This will be the last post on vibe coding for now, I promise.. ( at least about Google Gemini 2.5 Pro Exp ). I did some vibe coding every weekend in April, just to get a change of pace from work (and for science), starting with ‘what if I could not code’ experiment (not great success), and finishing with two probably useful tools that I wanted.

Last week Google made Gemini 2.5 Pro Exp flash available commercially, and reduced the free input token rate limit per day quite a lot. The new limits are (as of now) million input tokens, 25 requests per day (no idea about output tokens). Single request maximum size is probably still? 250k tokens (I hit it couple of times earlier, not sure if it was reduced as most recent project was smaller and I didn’t get beyond 100k token requests).

Anyway, this made it too slow for my vibe coding weekends (hit rate limits hard last weekend), but as a recap what I got done (LoCs are what is in git; all have lots of iterations so the repo churn is a lot more):

  1. Data format converter (unfinished - see earlier post - it seemed to be underspecified) - 800 LoC
  2. DNCP/SHSP2 protocol implementation (unfinished - see previous post - fingon/go-dncp: DNCP implementation in Go ) - 4k LoC
  3. Matrix backup tool ( in use by me - https://github.com/fingon/go-matrixbackup ) - ~1k LoC
  4. SSS memory vault ( hopefully soon in use by me - not quite finished - fingon/sssmemvault: Shamir’s Secret Sharing based in-memory secret vault ) - ~2,3k LoC

Once the input token limit went down, doing more than couple of iterations on big codebase per day was no longer feasible (this is why I gave up on finishing DNCP, and worked on other tools I wanted).
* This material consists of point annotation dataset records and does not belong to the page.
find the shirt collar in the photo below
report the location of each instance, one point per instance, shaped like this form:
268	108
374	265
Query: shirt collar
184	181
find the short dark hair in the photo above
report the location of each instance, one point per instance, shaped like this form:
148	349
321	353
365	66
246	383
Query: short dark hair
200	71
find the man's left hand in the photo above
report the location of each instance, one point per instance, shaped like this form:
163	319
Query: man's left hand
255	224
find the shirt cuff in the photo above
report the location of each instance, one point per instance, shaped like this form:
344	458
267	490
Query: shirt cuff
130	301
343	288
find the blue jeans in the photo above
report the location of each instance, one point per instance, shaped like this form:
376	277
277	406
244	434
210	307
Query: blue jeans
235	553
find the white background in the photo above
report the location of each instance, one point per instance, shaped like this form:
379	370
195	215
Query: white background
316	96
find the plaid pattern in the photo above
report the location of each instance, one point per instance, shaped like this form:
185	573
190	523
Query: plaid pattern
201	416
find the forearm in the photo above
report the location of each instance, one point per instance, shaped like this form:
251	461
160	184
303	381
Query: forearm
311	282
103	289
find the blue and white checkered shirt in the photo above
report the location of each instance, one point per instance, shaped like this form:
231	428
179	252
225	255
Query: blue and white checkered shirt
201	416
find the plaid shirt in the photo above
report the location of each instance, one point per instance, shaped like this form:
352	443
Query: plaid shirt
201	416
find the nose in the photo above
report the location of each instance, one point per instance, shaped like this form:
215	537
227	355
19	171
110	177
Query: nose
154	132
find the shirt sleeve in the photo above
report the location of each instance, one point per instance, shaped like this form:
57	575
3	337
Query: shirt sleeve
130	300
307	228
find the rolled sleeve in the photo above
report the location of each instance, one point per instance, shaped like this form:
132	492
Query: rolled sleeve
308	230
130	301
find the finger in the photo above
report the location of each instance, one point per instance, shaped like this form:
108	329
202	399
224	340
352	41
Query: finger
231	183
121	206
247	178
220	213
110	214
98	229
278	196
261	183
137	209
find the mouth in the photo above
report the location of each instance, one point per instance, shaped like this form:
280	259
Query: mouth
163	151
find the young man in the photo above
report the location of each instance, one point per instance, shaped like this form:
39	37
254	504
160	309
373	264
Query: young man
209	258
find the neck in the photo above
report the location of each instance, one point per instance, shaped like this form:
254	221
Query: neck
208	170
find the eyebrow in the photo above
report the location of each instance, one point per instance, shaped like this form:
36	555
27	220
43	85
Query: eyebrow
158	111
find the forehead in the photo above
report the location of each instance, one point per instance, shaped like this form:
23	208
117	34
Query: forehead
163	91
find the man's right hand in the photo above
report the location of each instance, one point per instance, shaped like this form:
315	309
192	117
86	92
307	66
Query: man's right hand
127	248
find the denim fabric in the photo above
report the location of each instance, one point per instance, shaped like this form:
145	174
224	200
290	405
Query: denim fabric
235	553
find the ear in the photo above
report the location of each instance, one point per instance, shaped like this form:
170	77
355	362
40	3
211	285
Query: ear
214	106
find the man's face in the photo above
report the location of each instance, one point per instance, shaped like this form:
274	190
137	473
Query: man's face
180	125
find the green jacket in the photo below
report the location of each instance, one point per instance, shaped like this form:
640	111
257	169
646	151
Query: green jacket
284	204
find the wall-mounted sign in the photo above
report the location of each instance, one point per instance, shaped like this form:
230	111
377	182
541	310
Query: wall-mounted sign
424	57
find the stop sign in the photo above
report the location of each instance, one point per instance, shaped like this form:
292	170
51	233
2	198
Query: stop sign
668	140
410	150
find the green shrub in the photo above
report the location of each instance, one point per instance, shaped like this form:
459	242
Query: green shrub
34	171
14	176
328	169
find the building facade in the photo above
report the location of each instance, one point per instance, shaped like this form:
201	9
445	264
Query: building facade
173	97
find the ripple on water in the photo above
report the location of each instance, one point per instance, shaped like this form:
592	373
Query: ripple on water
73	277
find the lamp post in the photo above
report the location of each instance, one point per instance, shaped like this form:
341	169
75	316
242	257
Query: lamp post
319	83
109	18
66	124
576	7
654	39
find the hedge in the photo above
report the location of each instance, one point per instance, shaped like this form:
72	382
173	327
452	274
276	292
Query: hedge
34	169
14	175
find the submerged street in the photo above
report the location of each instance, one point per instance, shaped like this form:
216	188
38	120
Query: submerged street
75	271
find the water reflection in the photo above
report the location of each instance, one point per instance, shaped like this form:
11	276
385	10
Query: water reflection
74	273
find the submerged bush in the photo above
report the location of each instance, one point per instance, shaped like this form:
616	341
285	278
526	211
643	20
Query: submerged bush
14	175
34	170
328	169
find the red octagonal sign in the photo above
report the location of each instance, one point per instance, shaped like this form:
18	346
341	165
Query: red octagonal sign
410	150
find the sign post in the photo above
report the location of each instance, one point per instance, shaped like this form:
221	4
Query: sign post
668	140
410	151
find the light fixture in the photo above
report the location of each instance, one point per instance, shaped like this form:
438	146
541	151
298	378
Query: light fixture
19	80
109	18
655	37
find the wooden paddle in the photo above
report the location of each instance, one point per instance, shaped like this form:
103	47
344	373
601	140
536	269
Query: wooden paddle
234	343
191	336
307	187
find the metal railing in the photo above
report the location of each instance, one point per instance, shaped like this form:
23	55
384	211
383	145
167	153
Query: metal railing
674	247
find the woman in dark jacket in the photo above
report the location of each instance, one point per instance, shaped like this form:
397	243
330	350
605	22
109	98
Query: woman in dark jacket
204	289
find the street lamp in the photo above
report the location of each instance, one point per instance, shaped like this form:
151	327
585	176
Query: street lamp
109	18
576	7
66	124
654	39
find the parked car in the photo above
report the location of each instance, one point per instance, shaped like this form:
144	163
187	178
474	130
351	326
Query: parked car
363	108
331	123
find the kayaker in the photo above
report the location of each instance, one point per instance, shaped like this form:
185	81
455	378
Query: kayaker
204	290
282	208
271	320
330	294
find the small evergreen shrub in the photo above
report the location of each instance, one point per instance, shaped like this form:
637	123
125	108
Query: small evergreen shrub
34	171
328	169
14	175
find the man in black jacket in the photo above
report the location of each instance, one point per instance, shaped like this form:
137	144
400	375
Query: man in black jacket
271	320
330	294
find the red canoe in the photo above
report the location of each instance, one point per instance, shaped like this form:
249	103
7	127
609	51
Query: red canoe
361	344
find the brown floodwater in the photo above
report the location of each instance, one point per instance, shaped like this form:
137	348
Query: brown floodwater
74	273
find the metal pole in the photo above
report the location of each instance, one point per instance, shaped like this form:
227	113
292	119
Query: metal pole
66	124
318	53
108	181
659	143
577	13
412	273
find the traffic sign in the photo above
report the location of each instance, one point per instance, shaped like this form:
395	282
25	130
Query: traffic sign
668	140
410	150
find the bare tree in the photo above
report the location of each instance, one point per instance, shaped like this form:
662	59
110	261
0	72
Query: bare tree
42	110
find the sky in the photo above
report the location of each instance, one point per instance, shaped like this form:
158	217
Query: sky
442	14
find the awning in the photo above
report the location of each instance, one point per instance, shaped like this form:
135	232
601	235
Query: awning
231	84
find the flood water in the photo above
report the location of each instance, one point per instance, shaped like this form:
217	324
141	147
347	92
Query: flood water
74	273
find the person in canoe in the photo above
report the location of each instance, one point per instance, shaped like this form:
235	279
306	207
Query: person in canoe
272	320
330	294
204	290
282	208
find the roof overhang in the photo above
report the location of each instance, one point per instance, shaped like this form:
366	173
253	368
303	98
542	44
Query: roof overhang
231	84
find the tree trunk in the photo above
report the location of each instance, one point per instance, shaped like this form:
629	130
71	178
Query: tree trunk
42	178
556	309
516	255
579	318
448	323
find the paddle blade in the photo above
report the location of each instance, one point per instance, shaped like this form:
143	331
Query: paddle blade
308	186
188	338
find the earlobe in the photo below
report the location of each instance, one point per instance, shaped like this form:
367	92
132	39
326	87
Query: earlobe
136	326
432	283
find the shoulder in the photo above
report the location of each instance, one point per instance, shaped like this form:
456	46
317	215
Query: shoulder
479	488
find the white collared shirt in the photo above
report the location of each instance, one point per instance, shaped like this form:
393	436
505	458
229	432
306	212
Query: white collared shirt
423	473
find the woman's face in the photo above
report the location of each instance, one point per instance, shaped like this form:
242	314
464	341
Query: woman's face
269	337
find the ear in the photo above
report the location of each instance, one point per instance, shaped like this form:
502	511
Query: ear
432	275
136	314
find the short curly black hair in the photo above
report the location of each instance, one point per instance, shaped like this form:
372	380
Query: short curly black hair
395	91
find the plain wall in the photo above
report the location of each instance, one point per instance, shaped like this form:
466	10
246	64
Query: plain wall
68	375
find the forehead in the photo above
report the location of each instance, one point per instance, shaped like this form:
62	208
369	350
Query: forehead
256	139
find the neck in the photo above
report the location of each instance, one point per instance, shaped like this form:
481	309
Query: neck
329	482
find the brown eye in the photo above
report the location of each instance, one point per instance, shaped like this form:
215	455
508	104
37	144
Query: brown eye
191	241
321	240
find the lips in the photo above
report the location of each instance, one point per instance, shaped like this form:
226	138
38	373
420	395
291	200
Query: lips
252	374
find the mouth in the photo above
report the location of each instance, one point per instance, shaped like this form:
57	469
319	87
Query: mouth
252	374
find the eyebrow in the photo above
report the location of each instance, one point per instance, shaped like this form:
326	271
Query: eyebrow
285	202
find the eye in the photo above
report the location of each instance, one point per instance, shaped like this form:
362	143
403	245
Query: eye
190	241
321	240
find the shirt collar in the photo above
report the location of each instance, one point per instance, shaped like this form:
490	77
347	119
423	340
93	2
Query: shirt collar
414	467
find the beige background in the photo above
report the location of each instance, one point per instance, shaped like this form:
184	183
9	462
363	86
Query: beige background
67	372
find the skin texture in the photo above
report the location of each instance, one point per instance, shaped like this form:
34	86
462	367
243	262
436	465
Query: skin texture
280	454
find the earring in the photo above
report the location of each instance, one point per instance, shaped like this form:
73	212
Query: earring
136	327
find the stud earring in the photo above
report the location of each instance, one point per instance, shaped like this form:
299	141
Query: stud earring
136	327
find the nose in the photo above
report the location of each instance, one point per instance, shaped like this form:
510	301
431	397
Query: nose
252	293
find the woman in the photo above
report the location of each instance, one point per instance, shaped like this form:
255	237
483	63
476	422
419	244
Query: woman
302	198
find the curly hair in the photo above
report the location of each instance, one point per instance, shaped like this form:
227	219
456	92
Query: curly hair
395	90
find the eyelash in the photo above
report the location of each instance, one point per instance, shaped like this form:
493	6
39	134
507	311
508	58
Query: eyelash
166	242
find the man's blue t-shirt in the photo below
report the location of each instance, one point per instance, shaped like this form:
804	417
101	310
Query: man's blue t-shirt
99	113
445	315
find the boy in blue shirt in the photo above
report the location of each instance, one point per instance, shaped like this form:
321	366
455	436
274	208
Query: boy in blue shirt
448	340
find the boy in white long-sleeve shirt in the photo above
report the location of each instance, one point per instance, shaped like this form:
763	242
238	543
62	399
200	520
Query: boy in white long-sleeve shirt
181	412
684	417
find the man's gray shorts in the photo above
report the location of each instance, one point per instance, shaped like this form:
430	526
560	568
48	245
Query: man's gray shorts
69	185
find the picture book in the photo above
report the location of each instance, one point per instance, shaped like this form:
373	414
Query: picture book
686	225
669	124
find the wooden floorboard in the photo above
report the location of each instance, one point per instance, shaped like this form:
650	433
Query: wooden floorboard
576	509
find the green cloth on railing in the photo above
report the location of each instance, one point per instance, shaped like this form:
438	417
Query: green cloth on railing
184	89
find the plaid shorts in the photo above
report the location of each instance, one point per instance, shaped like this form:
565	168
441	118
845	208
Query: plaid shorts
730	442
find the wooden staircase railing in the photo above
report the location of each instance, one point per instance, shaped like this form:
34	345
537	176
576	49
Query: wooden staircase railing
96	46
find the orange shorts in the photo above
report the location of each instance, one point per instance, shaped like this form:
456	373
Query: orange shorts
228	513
Of course, the token costs are still reasonable and if I feel the urge I will definitely just pay for it (or something else). Writing some random open source software while being trendy ‘vibe coder’ felt like good idea at the time, but once I start hitting rate limits too much, it is not worth it for me anymore.

Lessons learned

Context size (and its recall) matters

High functioning model with large context and reasonably good recall of whole input data is really game changer. I tossed up to 150k tokens per request in to Gemini, and it used them all quite well to produce outputs (either e.g. major rewrites of codebase, or implementing lots of stuff from scratch based on e.g. IETF RFCs). For example, as I was pretty sure the Go Matrix library I wanted to use was not part of Google training corpus, I fed most of its source as input to the Go matrix backup tool, and told aider to write what I wanted with relatively detailed prompts.

Prompt adherence is hard even for Gemini 2.5

I fought with the model quite a bit on producing the kind of code I wanted; while for most part it seemed to obey happily, some unorthodox choices I prefer were harder for it as they were not in the training data.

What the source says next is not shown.